Likewise, the captions on TikTok are useful if you have trouble understanding what a person is saying. The captions exist to give you another modality with which you can understand dialogue without solely relying on your hearing. Even more mundane things like the food processor in your kitchen is accessibility—because the machine makes quick work of food prep that would otherwise be time-consuming and/or laborious due to lackluster knife skills.
The lesson here is that accessibility truly benefits everyone, regardless of ability. For instance, you needn’t have a medically-recognized condition to reap benefits from your phone or laptop having larger, easier-to-read text. Everyone likes text that’s easier to see.
The lesson here is that accessibility truly benefits everyone, regardless of ability.
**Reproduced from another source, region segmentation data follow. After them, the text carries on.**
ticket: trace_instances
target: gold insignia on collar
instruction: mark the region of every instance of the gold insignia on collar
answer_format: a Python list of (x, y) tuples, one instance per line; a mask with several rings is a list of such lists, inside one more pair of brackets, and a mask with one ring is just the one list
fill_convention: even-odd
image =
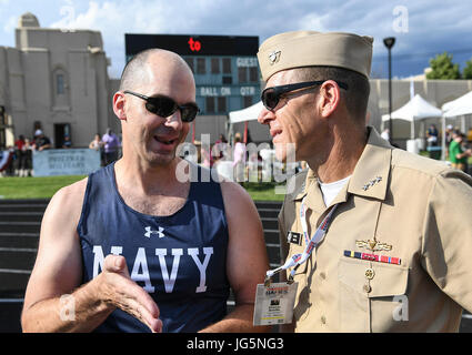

The push for greater accessibility, in technology or otherwise, should always be about inclusiveness. Having
diverse representation is one thing, but diversity rings hollow if, say, the wheelchair-using person can’t access a particular venue because there is a lack of adequate ramps. To be truly diverse and inclusive is to be mindful of everyone’s particular needs and tolerances. Otherwise,
it’s just grandstanding. In a nutshell, accessibility is about empathy and equality. It’s about abled people making
affordances for those with disabilities because they care
and they want the disability community to be seen and
participate. Disability is not a failure of the human condition; it’s not something to be pitied and our bodies
meant to overcome. Disability is simply part of the human experience, and disabled people deserve the opportunity to share their unique lived experiences with others. Accessibility helps make that possible; without it, intentional or not, is pure exclusion.